Das Projekt Rosarno besteht aus einem mobilen Info-Schalter, der bereits im September seine Arbeit aufgenommen hat. Mediterranean Hope hat dafür zwei junge Männer angestellt, einen Italiener und einen Afrikaner mit gültiger Aufenthaltserlaubnis. Sie leisten den Landarbeitern Rechtshilfe, psychologischen und medizinischen Beistand. Wie sich bereits im ersten Monat zeigte, ist eines der größten Probleme, die Tatsache, dass die Landarbeiter keinen Wohnsitz anmelden können, da das Sicherheits-Dekret der Lega – Cinque Stelle Regierung Italiens die Möglichkeit des “konventionierten” Wohnsitzes abgeschafft hat. Ohne gültigen Wohnsitz kann aber die Aufenthaltsgenehmigung nicht verlängert werden, es kann kein regulärer Arbeitsvertrag ausgestellt werden und die Arbeiter haben keine Krankenversicherung. Die Fremdarbeiter sind daher gezwungen unter menschenunwürdigen Bedingungen in provisorischen Lagern zu leben, die mehr und mehr einem Ghetto gleichen.
Eines der von den Tagungsteilnehmern besuchten Lagern verfügt dank der großzügigen Holz-Spende eines österreichischen Bürgers und dank freiwilligen Helfern aus dem Trentino über eine Art Blockhaus, das u. a. als Schule genutzt wird. Zweimal in der Woche erhalten die Arbeiter von Freiwilligen der Vereinigung „SOS Rosarno“ dort Italienisch-Unterricht. SOS Rosarno setzt sich zudem zusammen mit einigen Produzenten aus Rosarno, die für gerechte Arbeitsbedingungen eintreten, für den Aufbau einer Produktionskette nach dem Prinzip des „Fairen Handels“ ein. Daniela Barbuscia: „Auch das Blockhaus hat keinen Stromanschluss, man könnte Solarzellen auf dem Dach anbringen und es fehlt an didaktischem Material. Ich könnte mir gut vorstellen, dass wir als Kirche hier ein diakonisches Projekt aufbauen.“
Die prekären Lebensumstände und unmenschlichen Arbeitsbedingungen der Arbeiter in den Obstplantagen haben bereits Menschenleben gefordert. Daniela Barbuscia: „Allerdings muss man anerkennen, dass sich die Lage seit 2010, als es zu einem Aufstand der Arbeitskräfte kam, nachdem zwei Arbeiter nach einer regelrechten “Jagd auf den schwarzen Mann” mit Gewehrschüssen verletzt worden waren, doch etwas gebessert hat. Den Fremden wird mit mehr Toleranz begegnet und das Phänomen der Schwarzarbeit wird immer mehr wahrgenommen … ebenso wie die Tatsache, dass es ohne diese Menschen keine Arbeitskräfte für die Arbeit in den Plantagen gäbe”.
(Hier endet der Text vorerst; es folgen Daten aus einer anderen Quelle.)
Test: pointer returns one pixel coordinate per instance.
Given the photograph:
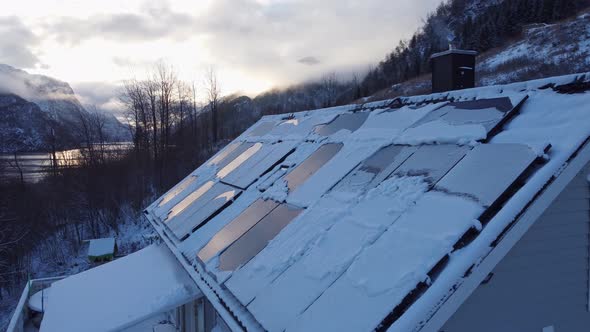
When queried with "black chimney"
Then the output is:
(453, 70)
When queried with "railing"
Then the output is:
(22, 313)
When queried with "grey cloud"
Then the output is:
(149, 24)
(16, 43)
(103, 95)
(309, 60)
(263, 39)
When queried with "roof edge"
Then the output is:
(227, 316)
(529, 216)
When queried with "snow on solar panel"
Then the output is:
(288, 246)
(177, 190)
(487, 171)
(236, 228)
(276, 308)
(253, 168)
(485, 112)
(432, 161)
(262, 129)
(188, 200)
(244, 156)
(229, 153)
(349, 121)
(375, 168)
(201, 208)
(387, 270)
(310, 165)
(257, 237)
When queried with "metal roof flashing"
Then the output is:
(453, 51)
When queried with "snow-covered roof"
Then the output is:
(118, 294)
(101, 247)
(349, 218)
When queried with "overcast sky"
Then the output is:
(254, 44)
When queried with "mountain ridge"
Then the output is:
(56, 119)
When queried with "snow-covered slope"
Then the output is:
(59, 107)
(543, 50)
(23, 125)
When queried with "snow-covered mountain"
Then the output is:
(33, 105)
(542, 50)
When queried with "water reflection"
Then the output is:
(35, 165)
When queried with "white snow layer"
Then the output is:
(101, 247)
(120, 293)
(350, 257)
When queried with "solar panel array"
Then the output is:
(353, 263)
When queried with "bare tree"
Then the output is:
(329, 86)
(213, 95)
(166, 81)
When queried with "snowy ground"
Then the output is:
(134, 234)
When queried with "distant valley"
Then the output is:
(38, 113)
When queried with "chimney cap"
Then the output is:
(453, 51)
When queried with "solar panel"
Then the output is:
(236, 228)
(310, 165)
(487, 171)
(375, 168)
(432, 161)
(262, 129)
(487, 112)
(224, 153)
(257, 237)
(190, 199)
(230, 153)
(267, 157)
(385, 272)
(349, 121)
(237, 161)
(177, 189)
(209, 200)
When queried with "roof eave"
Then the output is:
(227, 316)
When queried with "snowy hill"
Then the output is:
(55, 106)
(542, 50)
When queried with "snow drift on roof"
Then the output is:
(120, 293)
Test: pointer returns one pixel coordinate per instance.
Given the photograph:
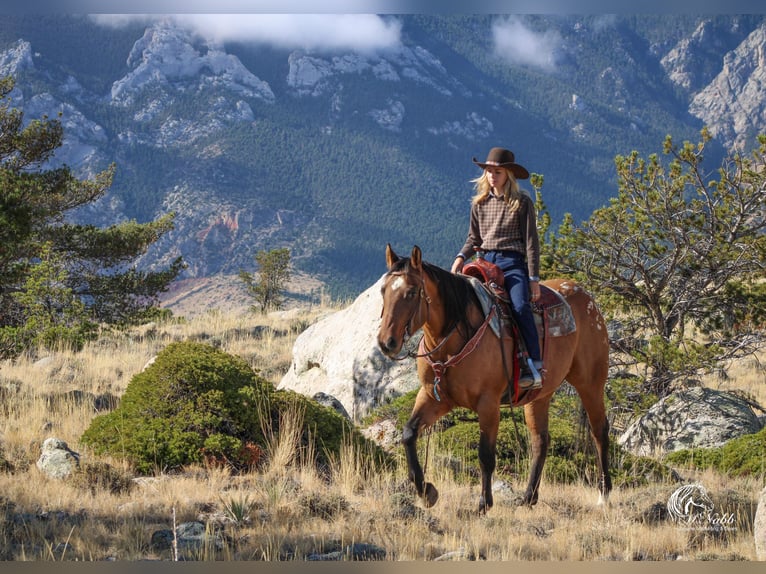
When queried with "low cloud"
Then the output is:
(322, 32)
(517, 44)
Die Föderation der Evangelischen Kirchen in Italien, die das Projekt Mediterranean Hope ins Leben gerufen hat, scheint fest entschlossen, ihr Engagement in Kalabrien noch zu verstärken. Es wird über die Schaffung einer eigenen Marke im Rahmen des „Fairen Handels“ unter dem Namen „Etica“ nachgedacht, um unter diesem Namen Produkte wie Orangen und Mandarinen unter gerechten Arbeitsbedingungen herzustellen und auf dem nationalen Markt abzusetzen. Im Anschluss an den Besuch der beiden Camps, waren die Tagungsteilnehmer zu einem Austausch mit den beiden Bürgermeistern der kalabresischen Gemeinden Rosarno und San Ferdinando eingeladen, die ebenfalls bestrebt sind, sich für die Interessen dieser Menschen einzusetzen und zugesagt haben, die Tätigkeit der Hilfsorganisationen unterstützen zu wollen, um auf privatem Weg dort einzugreifen, wo der Staat nicht in der Lage ist, in ausreichendem Maße gesetzlichen Schutz zu gewähren.